Roman von Gorderley verlangte von Tore, was in seiner Heimat selbstverständlich war, vollkommene Dienstbereitschaft. Dass ein vierzehnjähriger Brandai dem nicht immer nachkommen konnte, war ihm genauso klar, wie die Notwendigkeit, ihn durch Strenge und Strafe soweit zu erziehen, dass er schließlich den Anforderungen entsprach.
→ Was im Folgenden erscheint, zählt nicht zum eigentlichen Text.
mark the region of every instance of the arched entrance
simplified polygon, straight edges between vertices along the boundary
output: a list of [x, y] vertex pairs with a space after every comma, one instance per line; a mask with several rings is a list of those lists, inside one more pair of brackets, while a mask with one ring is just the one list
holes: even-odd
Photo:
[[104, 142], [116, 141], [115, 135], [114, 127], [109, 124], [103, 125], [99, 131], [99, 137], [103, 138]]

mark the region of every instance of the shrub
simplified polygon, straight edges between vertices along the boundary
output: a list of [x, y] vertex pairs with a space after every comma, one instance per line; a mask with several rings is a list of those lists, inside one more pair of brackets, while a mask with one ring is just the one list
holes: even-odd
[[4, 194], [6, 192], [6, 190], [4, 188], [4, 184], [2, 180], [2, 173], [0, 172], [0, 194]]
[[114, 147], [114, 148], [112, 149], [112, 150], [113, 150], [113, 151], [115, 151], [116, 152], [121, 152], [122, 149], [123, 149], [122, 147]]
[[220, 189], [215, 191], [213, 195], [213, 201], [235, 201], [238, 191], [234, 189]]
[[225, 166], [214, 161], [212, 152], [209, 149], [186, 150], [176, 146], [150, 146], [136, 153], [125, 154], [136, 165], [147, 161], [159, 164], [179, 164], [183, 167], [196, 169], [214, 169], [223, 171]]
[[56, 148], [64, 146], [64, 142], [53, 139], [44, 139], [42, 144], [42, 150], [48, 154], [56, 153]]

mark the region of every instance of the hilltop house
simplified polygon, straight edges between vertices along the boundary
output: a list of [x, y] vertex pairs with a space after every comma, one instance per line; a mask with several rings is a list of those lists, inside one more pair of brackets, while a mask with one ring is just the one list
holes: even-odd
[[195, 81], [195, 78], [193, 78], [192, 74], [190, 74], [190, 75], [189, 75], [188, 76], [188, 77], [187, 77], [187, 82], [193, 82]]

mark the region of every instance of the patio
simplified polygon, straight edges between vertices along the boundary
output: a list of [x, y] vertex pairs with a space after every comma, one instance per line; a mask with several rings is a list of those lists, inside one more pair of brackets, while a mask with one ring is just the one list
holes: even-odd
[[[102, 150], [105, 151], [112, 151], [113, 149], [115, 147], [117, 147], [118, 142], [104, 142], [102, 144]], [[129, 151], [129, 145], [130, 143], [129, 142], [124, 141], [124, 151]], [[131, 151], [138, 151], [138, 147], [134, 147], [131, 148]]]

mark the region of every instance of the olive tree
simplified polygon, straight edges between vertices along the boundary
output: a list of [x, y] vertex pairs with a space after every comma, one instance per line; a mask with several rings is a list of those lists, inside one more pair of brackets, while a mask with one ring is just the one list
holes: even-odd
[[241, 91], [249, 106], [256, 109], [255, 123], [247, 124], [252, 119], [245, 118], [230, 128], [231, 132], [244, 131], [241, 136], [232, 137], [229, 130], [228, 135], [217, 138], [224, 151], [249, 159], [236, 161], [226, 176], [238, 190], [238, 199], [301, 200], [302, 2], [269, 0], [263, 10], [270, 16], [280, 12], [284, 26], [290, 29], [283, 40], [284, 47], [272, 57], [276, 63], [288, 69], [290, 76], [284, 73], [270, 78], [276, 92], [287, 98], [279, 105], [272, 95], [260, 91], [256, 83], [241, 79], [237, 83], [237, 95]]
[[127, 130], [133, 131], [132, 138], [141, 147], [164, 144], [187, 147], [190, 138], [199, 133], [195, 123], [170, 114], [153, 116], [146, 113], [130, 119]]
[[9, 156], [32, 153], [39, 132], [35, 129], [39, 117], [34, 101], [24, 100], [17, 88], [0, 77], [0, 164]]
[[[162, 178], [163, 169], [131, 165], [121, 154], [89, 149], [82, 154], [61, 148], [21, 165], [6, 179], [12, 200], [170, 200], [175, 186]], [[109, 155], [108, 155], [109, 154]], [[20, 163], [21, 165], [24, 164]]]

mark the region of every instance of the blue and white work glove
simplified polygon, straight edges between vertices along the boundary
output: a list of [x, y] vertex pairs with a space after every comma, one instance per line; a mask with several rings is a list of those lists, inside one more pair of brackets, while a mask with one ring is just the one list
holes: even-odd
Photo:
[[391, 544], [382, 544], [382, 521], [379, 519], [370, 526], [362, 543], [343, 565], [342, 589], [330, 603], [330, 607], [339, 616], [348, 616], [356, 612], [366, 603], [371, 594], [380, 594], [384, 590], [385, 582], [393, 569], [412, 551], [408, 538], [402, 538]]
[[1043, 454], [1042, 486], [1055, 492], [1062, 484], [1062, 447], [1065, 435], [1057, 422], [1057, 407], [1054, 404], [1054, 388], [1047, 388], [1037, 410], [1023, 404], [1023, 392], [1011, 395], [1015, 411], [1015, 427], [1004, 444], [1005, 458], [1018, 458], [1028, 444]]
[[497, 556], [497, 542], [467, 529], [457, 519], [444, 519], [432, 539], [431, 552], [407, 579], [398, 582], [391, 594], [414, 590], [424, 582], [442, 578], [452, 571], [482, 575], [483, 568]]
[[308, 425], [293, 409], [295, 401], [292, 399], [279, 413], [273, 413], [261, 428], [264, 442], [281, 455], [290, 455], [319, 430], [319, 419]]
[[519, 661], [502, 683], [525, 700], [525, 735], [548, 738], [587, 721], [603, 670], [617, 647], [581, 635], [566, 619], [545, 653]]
Tore arbeitete hart, stets mit der Furcht im Nacken, seinen Herrn nicht zufriedenzustellen. Obwohl der Fürst unerreichbar rätselhaft war, brachte er doch eine bisher nie gekannte Sicherheit in sein Leben: Wenn Tore seinen Anweisungen nach kam, wurde er nicht weiter beachtet. Tat er es nicht, erhielt er eine angemessene Strafe und die Sache war ebenfalls aus der Welt. Doch stets ließ die Behandlung des Fürsten Tore seine Würde, etwas, von dem er bisher nicht einmal geahnt hatte, es zu besitzen. Es gab keine Willkür seinen Befehlen und so begann Tore sich zum ersten Mal in seinem Leben an einem Ort heimisch zu fühlen. Mit der Zeit wurde seine Angst vor dem Fürsten von einer anderen ersetzt: Von ihm wieder zum Hofmarschall oder gar zum Grafen zurückgeschickt zu werden.